21. The method according to claim 19 wherein the ITAG-molecule is a molecule as defined in any one of claims 1 to 11.

22. The method according to any one of claim 20 or 21 , wherein the step of delivering said ITAG-molecule is carried out at least twice, preferably 2 to 5 times.

23. The method according to any one of claims 20 to 22 wherein said individual has not been previously subjected to any desensitisation treatment.

24. The method according to any one of claims 20 to 22 wherein said individual has been previously subjected to a desensitisation treatment.

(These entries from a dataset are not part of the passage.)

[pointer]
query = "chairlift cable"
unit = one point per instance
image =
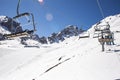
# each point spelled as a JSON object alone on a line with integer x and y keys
{"x": 101, "y": 10}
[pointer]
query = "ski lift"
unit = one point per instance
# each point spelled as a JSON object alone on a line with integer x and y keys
{"x": 84, "y": 34}
{"x": 99, "y": 28}
{"x": 29, "y": 17}
{"x": 106, "y": 37}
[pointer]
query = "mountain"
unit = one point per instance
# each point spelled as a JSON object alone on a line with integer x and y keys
{"x": 74, "y": 58}
{"x": 8, "y": 25}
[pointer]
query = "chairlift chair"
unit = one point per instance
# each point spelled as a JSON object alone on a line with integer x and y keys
{"x": 24, "y": 32}
{"x": 105, "y": 37}
{"x": 84, "y": 34}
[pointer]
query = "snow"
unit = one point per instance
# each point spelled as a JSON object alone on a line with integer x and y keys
{"x": 72, "y": 59}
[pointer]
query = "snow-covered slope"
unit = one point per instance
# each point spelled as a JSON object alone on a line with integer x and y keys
{"x": 73, "y": 59}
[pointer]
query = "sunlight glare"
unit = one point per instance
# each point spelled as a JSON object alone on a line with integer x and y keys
{"x": 41, "y": 1}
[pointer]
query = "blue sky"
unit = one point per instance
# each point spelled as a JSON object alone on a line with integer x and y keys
{"x": 54, "y": 15}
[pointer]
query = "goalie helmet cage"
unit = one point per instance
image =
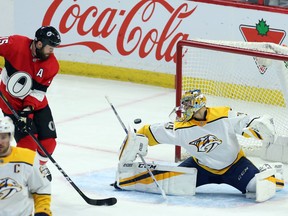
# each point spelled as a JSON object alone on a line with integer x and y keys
{"x": 250, "y": 77}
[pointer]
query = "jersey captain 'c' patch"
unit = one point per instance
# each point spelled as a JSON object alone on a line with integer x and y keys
{"x": 8, "y": 187}
{"x": 206, "y": 143}
{"x": 40, "y": 73}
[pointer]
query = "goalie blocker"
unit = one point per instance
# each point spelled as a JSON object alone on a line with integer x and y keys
{"x": 134, "y": 175}
{"x": 175, "y": 180}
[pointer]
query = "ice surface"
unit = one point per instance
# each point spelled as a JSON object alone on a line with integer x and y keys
{"x": 89, "y": 136}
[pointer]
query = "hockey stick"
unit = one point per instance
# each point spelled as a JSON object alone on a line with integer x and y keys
{"x": 97, "y": 202}
{"x": 141, "y": 157}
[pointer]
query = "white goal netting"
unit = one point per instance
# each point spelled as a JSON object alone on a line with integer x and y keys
{"x": 250, "y": 77}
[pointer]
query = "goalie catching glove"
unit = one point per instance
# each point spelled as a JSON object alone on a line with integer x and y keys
{"x": 261, "y": 128}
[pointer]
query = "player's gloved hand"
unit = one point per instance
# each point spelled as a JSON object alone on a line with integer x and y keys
{"x": 25, "y": 121}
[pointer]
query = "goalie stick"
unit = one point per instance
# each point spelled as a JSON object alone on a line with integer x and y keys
{"x": 96, "y": 202}
{"x": 141, "y": 157}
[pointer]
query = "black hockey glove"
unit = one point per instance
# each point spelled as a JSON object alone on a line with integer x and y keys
{"x": 24, "y": 123}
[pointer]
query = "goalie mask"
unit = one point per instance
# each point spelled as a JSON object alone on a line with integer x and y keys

25. The method according to any one of claims 20 to 24 whereby said medicament is administered in intervals of several months or years to maintain the desensitisation achieved by previous desensitisation.

26. The method according to claim 25 whereby the administration to maintain the desensitisation is performed by the subcutaneous route, the sublingual route or any other route different to the intralymphatic route.

27. The method according to any one of claims 20 to 26, wherein said individual is a mammal, preferably a human individual.

28. The method according to any one of claims 20 to 27, wherein said ITAG- molecule is delivered into lymphatic tissue with a single or dual chambered syringe.